Milk prices in 2014 averaged $23.16 per 100 pounds. So far this year the average is $14.43, a 38 percent drop.
"There's just so much excess milk right now, and it looks like that's going to continue to be the case for a while," Shoemaker said.
Green hinted more operations may close.
"Any time there are continued low milk prices with increased costs related to hauling or marketing, as well as increased complexity or requirements of contractual regulations, dairy farmers weigh and contemplate these related costs to the longevity and profitability of their dairy operation," she said. "Many contemplate exiting dairy."
As some dairies close, others may actually grow, she pointed out.
"The multitude of factors currently influencing dairy operations will result in decisions that some dairies will exit," she said. "When this occurs many of those cows and resulting production is sold to other dairies that may actually increase in size."
Green said the decision to close often involves multiple generations in the operation, and the decision to remain in milk production can be difficult and emotional.
Michelle Stahl, Mercer County FSA executive director, said she hopes dairy farmers will be able to weather this downturn and the next farm bill improves dairy safety-net provisions.
"Our producers are managerially geared toward survival with not only milk prices but crop prices as well. It is my hope that all are able to stand tall through this difficult time and eventually thrive again," she said. "Perhaps there will be better provisions in the not-yet-established farm bill that could assist a bit more during these volatile years."
Brown said how long low milk prices continue will be a determining factor on how long some operations can withstand profit losses.
"It's a matter of what if it (price of milk) doesn't go up in a year. Maybe a son will have to get a part-time job. We don't know," he said. "If we don't get good crops and get the feed we need, we could always sell some cows to help us get by. So far our milk goes through a co-op and we have a home for our milk."
Help available for farmers:
The U.S. Department of Agriculture's latest improvements to the dairy safety net under the Margin Protection Program took effect with The Bipartisan Budget Act of 2018. Changes to the program are as follows:
• Signup was reopened for 2018 regardless of whether the operation had previously participated in MPP. Signup runs through June 1.

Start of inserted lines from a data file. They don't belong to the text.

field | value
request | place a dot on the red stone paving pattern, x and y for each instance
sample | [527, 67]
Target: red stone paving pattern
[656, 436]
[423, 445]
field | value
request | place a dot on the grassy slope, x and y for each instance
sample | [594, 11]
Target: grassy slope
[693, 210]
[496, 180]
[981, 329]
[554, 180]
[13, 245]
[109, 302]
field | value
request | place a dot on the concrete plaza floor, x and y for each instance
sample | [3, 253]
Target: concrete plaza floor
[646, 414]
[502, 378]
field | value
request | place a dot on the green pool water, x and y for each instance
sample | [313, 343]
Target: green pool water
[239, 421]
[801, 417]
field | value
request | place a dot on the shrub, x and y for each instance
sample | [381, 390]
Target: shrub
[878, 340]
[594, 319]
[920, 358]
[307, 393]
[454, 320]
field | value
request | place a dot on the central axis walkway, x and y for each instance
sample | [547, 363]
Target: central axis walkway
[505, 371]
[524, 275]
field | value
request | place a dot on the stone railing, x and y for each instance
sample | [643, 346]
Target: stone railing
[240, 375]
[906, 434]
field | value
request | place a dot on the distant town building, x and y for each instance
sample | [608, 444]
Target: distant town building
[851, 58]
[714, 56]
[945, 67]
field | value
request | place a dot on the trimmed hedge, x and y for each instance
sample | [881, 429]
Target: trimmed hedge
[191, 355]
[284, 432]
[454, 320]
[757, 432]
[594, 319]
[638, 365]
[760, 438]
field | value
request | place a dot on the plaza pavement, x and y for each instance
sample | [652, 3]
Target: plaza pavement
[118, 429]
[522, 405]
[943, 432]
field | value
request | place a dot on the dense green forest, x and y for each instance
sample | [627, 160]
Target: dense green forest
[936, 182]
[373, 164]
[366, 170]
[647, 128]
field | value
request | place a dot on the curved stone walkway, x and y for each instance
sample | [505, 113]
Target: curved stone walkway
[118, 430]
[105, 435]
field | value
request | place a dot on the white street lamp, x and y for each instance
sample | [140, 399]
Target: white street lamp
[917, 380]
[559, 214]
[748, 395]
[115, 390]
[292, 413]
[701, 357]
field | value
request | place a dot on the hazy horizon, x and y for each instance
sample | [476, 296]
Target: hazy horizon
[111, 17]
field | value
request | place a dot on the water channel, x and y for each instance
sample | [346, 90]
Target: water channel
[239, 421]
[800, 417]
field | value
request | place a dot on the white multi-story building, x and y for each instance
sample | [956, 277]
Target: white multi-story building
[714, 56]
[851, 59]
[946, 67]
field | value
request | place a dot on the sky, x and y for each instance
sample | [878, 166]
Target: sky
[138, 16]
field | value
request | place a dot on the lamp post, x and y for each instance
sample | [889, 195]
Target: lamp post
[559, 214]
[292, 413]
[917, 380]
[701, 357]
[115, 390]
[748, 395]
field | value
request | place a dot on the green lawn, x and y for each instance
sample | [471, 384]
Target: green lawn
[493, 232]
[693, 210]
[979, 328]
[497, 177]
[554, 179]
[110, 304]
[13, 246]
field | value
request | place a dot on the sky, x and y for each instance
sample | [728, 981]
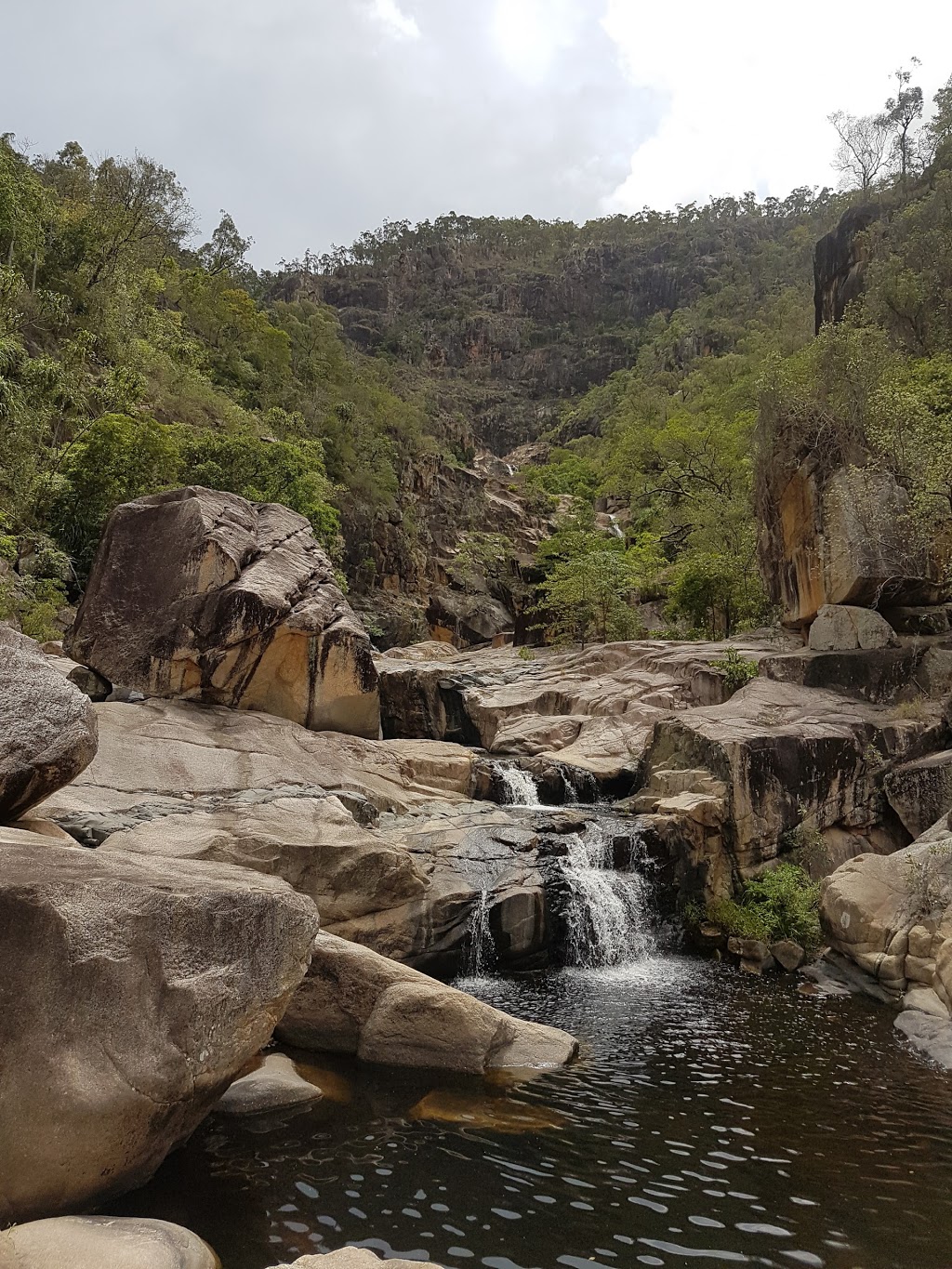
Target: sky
[311, 121]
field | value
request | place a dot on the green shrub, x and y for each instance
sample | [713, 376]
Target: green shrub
[736, 669]
[782, 904]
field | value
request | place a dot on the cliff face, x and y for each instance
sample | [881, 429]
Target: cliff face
[840, 261]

• It raises the catastrophic coverage level from a $4 to $5 margin for the first tier (5 million pounds of annual milk production, which equates to roughly 217 cows). This recognizes the increased growth in herd size across the country. MPP offers protection to dairy producers when the difference between the all milk price and the average feed cost (the margin) falls below a certain dollar amount chosen by the producer.
• MPP significantly reduces the premium rates for every producer's first 5 million pounds of production, enabling dairy farmers to afford more coverage that will better protect against low margins. No changes were made to the second tier of premiums (greater than 5 million pounds).
• The margin calculation is set monthly rather than every two months to make the program more accurate and responsive in difficult months.
• The annual $100 administrative fee was waived for underserved farmers, including limited resource, beginning, veteran or socially disadvantaged farmers.
• Dairy producers may access the web tool to calculate premium costs and evaluate historic prices and probabilities: fsa.usda.gov/mpptool.
Local farmers should contact the Mercer County Farm Service Agency office at 419-586-3149 or the Auglaize County FSA office at 419-738-3918 for guidance.